Be alert. Be aware. Keep a close eye on all of your shovels. According to information compiled by SAG in the last few days, over 99% of Shovel Thefts were perpertrated by someone close to the victim. That's right!!! Your family, friends, and especially neighbors, are at the top of this list.

So take all necessary and prudent precautions. If you must store your shovels outside of your safety deposit box, do so in a secure place in your home, such as in a gun safe or next to a chore list.

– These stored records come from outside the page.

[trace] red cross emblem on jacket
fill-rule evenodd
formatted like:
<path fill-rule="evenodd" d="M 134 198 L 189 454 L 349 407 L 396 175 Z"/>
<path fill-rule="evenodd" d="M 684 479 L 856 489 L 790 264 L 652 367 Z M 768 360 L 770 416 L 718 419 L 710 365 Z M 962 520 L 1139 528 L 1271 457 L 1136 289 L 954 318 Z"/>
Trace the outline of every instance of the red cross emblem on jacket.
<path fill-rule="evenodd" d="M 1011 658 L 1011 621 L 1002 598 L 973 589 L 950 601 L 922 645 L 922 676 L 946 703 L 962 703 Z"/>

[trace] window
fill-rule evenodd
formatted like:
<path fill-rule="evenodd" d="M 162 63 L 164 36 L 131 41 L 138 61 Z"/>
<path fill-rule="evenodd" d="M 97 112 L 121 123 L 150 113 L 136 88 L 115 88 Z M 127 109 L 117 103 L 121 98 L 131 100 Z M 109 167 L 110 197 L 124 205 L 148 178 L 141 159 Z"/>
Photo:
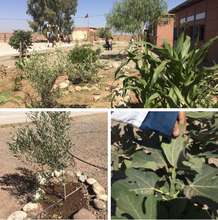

If you perchance are a complete freaking wuss and don't beleive that it is your God-given right to possess and use as many firearms as the ATF and the Fifth Amendment allow, and/or if you are living off a trust fund that precludes you from owning a chore list or actually having to use the word "chore" in any sentence that you may utter, then keep them where you store all of your missing socks, or where you keep last year's tax returns, or even on the floor of one of your teenagers' bedrooms, if you should be so privileged to actually live with a teenager. Anyplace where finding a shovel would be difficult , if not impossible. And remember, if you have to take your shovel out of its secure place, keep a close eye on it. Gardens, front lawns, doo piles, and other so called "safe places", like Rectory Arboretums and TotLots, are notorious hangouts for those people so lacking in basic human dignity that they would, without hesitation and in disregard to the entire concept of "private ownership of depreciating assets" {as clearly defined in the IRS code, section 41-707(b), subsection A-492-12(as revised in 2001, pursuant to legislative action herewith contingent upon the execution of various items considered "chattel" or in the case of bartering, "barter"), paragraph (iii), sub-paragraph 4(c), the second sentence of which states that, ".....such items shall be forwith be known as "stuff" unless such "stuff" was expensed in any prior year or period using MACRS 200DDB, in HY convention, then such "stuff" will be known as "junk", but for purposes regarding taxation be considered "stuff" until such time that the taxpayer's spouse throws such "junk" or "stuff" out, or your accountant has a stroke, whichever should occur first in any given tax year, unless the taxpayer is declaring accrual as their accounting method and actually possess no inventory"}, knick and use another's gardening implement.

We here at SAG sincerely hope that this information has been helpful and remain committed to our mission to make the world a safer place for shovels of all colors, shapes, and various configurations.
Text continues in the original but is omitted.